Ce n'est une surprise pour personne si je vous dis que je suis quelqu'un de très cérébral, d'anxieux et de profondément émotif. Aussi, entendre et lire que le système nerveux influe directement sur l'état de la peau n'a rien de farfelu pour moi parce que je sais à quel point nos états émotionnels peuvent nous mener par le bout du nez. D'ailleurs, je suis persuadée depuis très longtemps que ma rosacée n'est pas apparue par hasard. Outre mes prédispositions génétiques certaines (peau claire, yeux clairs, tendance à rougir à la moindre émotion, hérédité), je suis convaincue que le choc lié à la demande en mariage de Monsieur BG (ma rosacée est apparue pile 1 mois après) combiné au surinvestissement de mon apparence physique que je m'infligeais alors "à cause" du blog ont fait l'effet d'une petite bombe et ont tout déclenché. Aussi, ma rechute actuelle (après 3 années de tranquillité) a selon moi un lien direct avec un fort choc émotionnel que j'ai eu à gérer en décembre dernier.

Quelque-part, j'ai toujours su qu'il existait un lien entre notre cerveau et notre peau et je trouve d'ailleurs la chose extrêmement passionnante. Mais, pour tout vous dire, avant de me pencher véritablement sur le sujet en préparant cet article, je ne savais pas qu'il existait des termes spécifiques pour en parler alors qu'en réalité, cela fait une éternité que les bases de la pshychodermatologie ont été posées. Je n'en avais pourtant jamais entendu parler jusque-là. D'ailleurs, aucun des dermatologues que j'ai été amenée à consulter ces 10 dernières années ne s'est véritablement penché sur la dimension psychologique de ma pathologie et je n'ai, de moi-même, jamais mis le sujet sur la table par peur d'être prise pour une folle. Pourtant, cela fait belle lurette que j'ai remarqué qu'une grande partie de ma rosacée et de sa propension à se manifester de façon plus ou moins forte se jouait dans ma tête.
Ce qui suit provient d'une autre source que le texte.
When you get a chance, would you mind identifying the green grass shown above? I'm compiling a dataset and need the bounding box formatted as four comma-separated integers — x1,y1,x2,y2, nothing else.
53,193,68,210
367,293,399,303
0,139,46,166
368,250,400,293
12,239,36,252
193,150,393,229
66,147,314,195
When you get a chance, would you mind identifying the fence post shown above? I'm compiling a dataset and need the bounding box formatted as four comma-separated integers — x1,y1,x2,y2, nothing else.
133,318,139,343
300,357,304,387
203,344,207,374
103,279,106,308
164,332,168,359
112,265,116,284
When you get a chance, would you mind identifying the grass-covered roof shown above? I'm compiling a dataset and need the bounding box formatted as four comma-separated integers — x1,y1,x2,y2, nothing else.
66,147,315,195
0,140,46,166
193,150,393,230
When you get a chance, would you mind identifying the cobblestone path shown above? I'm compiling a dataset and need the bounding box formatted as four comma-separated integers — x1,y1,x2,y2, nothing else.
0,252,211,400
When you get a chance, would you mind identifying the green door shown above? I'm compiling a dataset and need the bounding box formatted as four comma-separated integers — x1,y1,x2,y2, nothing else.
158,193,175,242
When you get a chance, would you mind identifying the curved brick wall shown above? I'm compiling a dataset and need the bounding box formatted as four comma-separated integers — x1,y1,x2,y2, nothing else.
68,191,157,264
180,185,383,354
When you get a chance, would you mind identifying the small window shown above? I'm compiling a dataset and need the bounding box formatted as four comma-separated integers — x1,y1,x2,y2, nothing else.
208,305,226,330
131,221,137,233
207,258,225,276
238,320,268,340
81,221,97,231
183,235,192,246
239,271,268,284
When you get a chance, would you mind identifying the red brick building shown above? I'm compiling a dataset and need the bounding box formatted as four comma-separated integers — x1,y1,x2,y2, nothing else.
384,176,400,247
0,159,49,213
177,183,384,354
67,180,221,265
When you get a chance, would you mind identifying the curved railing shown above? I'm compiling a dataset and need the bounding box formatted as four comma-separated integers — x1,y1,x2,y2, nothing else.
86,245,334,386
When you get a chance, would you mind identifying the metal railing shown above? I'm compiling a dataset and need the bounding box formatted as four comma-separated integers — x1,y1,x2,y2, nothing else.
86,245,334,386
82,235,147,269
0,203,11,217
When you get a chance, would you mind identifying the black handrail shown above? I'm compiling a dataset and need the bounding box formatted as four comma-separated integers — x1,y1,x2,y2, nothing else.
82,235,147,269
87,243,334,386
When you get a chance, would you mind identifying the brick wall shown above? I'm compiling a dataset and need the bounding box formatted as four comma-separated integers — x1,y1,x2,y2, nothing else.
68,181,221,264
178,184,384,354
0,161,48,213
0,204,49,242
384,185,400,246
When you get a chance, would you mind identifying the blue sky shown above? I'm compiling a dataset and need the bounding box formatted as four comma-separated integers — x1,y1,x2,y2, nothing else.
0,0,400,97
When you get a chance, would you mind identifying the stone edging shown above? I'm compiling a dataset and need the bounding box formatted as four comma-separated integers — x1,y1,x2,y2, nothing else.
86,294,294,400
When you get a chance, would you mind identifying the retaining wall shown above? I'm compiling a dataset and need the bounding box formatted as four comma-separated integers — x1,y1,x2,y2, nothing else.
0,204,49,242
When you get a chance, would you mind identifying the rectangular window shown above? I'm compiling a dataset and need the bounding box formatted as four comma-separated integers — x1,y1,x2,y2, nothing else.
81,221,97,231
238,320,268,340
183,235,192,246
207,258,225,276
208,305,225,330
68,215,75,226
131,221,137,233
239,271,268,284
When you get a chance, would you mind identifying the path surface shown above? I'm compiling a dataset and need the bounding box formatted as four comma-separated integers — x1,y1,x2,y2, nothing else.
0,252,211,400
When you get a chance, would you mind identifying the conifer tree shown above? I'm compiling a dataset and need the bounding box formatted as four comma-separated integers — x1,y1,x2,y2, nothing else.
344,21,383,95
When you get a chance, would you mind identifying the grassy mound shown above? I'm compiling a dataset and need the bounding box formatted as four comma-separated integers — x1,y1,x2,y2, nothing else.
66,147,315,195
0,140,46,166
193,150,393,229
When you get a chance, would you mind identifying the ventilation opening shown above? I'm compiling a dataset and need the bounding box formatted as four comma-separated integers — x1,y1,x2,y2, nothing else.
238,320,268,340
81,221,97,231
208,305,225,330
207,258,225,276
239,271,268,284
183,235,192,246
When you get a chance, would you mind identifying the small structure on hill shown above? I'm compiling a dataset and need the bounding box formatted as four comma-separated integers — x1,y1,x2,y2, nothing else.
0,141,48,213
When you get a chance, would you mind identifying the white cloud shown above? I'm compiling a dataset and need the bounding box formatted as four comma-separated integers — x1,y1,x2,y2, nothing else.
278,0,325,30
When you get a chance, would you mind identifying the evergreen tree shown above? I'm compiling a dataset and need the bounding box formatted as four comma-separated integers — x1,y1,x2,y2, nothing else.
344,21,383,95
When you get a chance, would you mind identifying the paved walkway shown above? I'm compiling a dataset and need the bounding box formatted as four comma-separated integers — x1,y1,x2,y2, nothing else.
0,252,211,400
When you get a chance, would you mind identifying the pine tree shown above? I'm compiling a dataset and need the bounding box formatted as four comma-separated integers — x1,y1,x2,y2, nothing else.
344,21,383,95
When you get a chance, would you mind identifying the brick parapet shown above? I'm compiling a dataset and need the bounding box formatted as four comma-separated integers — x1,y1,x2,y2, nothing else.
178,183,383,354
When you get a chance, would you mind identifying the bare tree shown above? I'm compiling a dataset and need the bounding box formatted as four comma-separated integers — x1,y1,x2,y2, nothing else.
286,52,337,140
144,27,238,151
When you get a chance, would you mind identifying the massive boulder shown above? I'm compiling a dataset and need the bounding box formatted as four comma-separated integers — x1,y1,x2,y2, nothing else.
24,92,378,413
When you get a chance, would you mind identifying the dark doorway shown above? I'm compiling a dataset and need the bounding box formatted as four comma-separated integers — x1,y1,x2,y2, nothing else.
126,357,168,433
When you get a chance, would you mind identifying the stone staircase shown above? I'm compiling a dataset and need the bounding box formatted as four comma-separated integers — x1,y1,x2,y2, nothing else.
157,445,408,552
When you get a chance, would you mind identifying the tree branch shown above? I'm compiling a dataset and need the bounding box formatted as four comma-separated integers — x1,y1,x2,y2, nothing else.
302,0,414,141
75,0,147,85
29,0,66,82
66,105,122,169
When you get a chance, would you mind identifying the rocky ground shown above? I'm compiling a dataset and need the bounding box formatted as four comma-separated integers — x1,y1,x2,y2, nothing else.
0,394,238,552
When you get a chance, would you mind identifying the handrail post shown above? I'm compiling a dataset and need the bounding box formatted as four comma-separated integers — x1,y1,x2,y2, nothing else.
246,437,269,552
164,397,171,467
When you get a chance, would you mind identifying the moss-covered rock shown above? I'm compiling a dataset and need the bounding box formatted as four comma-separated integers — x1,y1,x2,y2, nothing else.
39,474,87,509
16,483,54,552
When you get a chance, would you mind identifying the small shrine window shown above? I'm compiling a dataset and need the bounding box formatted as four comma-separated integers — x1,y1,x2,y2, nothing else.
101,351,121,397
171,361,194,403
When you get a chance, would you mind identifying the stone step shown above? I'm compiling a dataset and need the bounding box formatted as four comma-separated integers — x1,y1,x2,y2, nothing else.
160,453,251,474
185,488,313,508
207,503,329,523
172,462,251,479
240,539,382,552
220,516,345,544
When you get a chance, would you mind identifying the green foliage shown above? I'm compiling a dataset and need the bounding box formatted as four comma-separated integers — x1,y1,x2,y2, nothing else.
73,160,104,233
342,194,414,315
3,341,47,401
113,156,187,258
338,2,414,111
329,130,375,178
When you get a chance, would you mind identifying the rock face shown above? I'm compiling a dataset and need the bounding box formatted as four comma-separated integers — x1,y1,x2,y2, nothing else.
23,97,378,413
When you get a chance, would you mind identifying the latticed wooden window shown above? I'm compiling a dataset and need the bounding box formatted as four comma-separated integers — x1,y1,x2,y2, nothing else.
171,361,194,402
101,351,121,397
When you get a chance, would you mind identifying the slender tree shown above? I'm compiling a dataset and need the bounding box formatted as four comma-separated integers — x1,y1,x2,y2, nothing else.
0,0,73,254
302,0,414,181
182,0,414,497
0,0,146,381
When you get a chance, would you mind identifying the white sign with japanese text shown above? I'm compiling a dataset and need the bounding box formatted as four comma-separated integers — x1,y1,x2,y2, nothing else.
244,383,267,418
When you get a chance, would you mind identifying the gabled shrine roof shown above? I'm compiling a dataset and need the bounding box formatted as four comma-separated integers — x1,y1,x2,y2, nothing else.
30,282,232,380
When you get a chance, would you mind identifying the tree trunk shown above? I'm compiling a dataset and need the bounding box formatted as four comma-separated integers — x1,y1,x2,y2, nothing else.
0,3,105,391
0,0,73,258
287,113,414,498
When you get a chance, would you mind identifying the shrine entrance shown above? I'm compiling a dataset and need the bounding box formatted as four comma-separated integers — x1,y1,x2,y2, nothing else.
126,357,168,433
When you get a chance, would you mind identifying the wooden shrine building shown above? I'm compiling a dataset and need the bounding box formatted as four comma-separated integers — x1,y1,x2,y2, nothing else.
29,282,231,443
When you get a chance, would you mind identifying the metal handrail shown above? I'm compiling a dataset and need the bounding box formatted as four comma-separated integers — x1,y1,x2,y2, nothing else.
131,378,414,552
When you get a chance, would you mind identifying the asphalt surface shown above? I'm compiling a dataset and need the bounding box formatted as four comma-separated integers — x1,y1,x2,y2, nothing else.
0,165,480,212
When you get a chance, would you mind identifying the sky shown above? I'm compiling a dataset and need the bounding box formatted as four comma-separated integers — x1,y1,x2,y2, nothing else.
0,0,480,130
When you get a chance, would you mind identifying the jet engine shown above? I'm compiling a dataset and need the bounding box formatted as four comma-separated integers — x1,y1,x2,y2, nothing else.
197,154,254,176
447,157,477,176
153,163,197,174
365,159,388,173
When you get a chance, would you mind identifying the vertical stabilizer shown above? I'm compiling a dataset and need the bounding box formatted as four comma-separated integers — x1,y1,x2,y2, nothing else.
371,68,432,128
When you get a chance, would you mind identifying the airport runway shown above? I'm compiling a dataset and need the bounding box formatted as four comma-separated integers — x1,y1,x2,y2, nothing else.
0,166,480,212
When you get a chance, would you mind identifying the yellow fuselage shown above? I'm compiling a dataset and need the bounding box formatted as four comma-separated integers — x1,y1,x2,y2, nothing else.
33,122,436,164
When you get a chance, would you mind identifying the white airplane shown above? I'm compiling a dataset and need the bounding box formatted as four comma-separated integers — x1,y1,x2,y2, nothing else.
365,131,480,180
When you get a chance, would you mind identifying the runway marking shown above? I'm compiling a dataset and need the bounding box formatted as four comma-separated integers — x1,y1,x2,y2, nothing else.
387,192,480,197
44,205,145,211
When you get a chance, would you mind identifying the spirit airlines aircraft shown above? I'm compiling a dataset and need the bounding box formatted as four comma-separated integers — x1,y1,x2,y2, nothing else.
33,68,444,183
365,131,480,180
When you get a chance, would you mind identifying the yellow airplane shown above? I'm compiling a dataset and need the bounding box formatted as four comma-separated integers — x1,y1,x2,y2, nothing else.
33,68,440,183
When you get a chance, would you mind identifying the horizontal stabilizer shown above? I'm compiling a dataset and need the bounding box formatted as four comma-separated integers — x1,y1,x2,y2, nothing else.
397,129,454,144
Et cela s'explique biologiquement. La peau et le système nerveux proviennent en fait du même tissu embryonnaire — l'ectoderme — et même si, plus tard, ces 2 systèmes se dissocient, ils n'en conservent pas moins des liens étroits. Les cellules cutanées ont des récepteurs pour les neuromédiateurs provenant du système nerveux, mais en plus, ces mêmes cellules cutanées peuvent elles-mêmes produire des neuromédiateurs et agir sur le système nerveux. La sérotonine est d'ailleurs l'un de ces neurotransmetteurs communs. Voilà pourquoi nous lisons si souvent que le stress, les troubles du sommeil ou encore la dépression impactent directement l'état de notre peau. Dans ces situations, la sécrétion des neuromédiateurs communs est perturbée, ce qui a de grandes chances de déclencher des processus cutanés comme la vasodilatation, l'inflammation, l'hypersébhorrée ou encore les troubles de la pigmentation. Youpi !!

En ce sens, reconnaître un lien direct entre un deuil et une perte anormale des cheveux (ou même une canitie) n'a plus rien d'aberrant puisqu'il est communément admis que les neuromédiateurs agissent sur les cellules en induisant (mais aussi en guérissant !) une maladie cutanée. Comme je l'ai dit plus haut, l'étude de ces liens entre la peau et le cerveau porte le nom de psychodermatologie. Dans le cadre de cette spécialité, les professionnels de santé s'efforcent d'établir un lien plus ou moins direct entre nos émotions et nos problèmes cutanés pour pouvoir mieux les comprendre et donc ainsi mieux les prendre en charge. On dépasse ici le stade de la psychosomatique où le médecin nous sert (à juste titre) du "C'est psychologique madame !" à tour de bras sans daigner chercher plus loin. En psychodermatologie, un psoriasis peut être directement relié à une "colère rentrée" quand un eczéma peut, lui, témoigner d'une angoisse sous-jacente. Aussi, l'acné serait littéralement la cicatrice visible d'un deuil mal vécu. Selon Danièle Pomey-Rey, pionnière du rapprochement entre la dermatologie et la psychologie et Psychanalyste de renom, 80 % des maladies de peau ont une origine psychologique : "Celui qui en est atteint est quelqu’un qui a beaucoup de choses à dire, mais qui n’y parvient pas. Il parle alors avec sa peau."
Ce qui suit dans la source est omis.